MARIS, Circuit Judge.

1
Carlo L. Anselmi, the present appellant, was convicted by a jury in the United States District Court for the Western District of Pennsylvania upon two indictments charging him with using the mails to defraud and on November 14, 1951 was sentenced to 42 months' imprisonment upon both indictments. Anselmi thereupon filed notices of appeal. On June 2, 1952 upon motion of the Government his appeals were ordered by this court to be docketed and dismissed for want of prosecution. Motions by Anselmi to redocket the appeals were denied on September 25, 1952 and petitions for rehearing were denied by this court on December 5, 1952. A writ of certiorari was denied by the Supreme Court on May 4, 1953. Anselmi v. United States, 345 U.S. 947, 73 S.Ct. 868.

2
On November 20, 1952 Anselmi filed a motion pursuant to section 2255 of title 28 United States Code, seeking to have the district court vacate the sentence which it had imposed on him. Anselmi was then in the federal Penitentiary at Lewisburg but was returned to Pittsburgh and hearings on his motion were held by the district court there in January 1953. On January 20, 1953 while he was in Pittsburgh Anselmi filed a petition for a writ of habeas corpus in the district court, which was denied by the court on January 20, 1953. His motion filed under section 2255 was denied by the court on February 6, 1953. The appeals now before us were taken by Anselmi from these two orders of denial.

3
In his motion filed under section 2255 Anselmi raised a number of questions with respect to his trial and conviction. Most of these were alleged trial errors which he was not entitled to raise either under section 2255 or on an application for a writ of habeas corpus. All of them were fully considered and correctly disposed of by Judge Marsh in his opinion denying the motion. We, therefore, need not discuss them in detail. Nor need we discuss in detail the action of the district court in denying Anselmi's application for a writ of habeas corpus. In view of the pending motion under section 2255 that action was clearly proper.

4
Anselmi raises in this court a constitutional question which calls for brief discussion. He urges that section 2255 of title 28 is unconstitutional because it operates to suspend the privilege of the writ of habeas corpus in violation of Article I, section 9, clause 2, of the Constitution. We do not agree. On the contrary, section 2255 is a remedial statute the purpose of which is to afford to a convicted federal prisoner a remedy which is the substantial equivalent of the conventional writ of habeas corpus but in a more convenient forum, the original trial court.
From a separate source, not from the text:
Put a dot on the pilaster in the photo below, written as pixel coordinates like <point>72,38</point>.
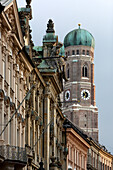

To limit the prisoner to this remedy, except when it is inadequate or ineffective to test the legality of his detention, as section 2255 does, is not to suspend the writ of habeas corpus. So long as there is open to the prisoner an adequate and effective remedy in one court, with full right of review by appeal and petition for certiorari, it is not a suspension of the writ to withhold jurisdiction from other federal courts. Martin v. Hiatt, 5 Cir., 1949, 174 F.2d 350; Barrett v. Hunter, 10 Cir., 1950, 180 F.2d 510, 20 A.L.R.2d 965, certiorari denied 340 U.S. 897, 71 S. Ct. 234, 95 L.Ed. 650.

5
Indeed it would appear that the complete denial of the writ of habeas corpus to convicted federal prisoners would not violate the Constitution. For under the English Habeas Corpus Act of 1679, 31 Car. II, c. 2, as well as under the common law in force when the Constitution was adopted, habeas corpus was not available to persons convicted of crime to test the legality of their conviction. Ex parte Watkins, 1830, 3 Pet. 193, 28 U.S. 193, 7 L.Ed. 650. And until the passage of the Act of February 5, 1867, 14 Stat. 385, this was the rule in the federal courts. United States v. Hayman, 1952, 342 U.S. 205, 72 S.Ct. 263, 96 L.Ed. 232. In any event it is clear that Anselmi had a full opportunity at the hearing of his motion under section 2255 to raise all the questions with respect to his prior conviction which he sought to raise by his application for a writ of habeas corpus. He accordingly was not prejudiced by the action of the district court in denying him the writ pursuant to the mandate of section 2255.

6
The orders of the district court will be affirmed.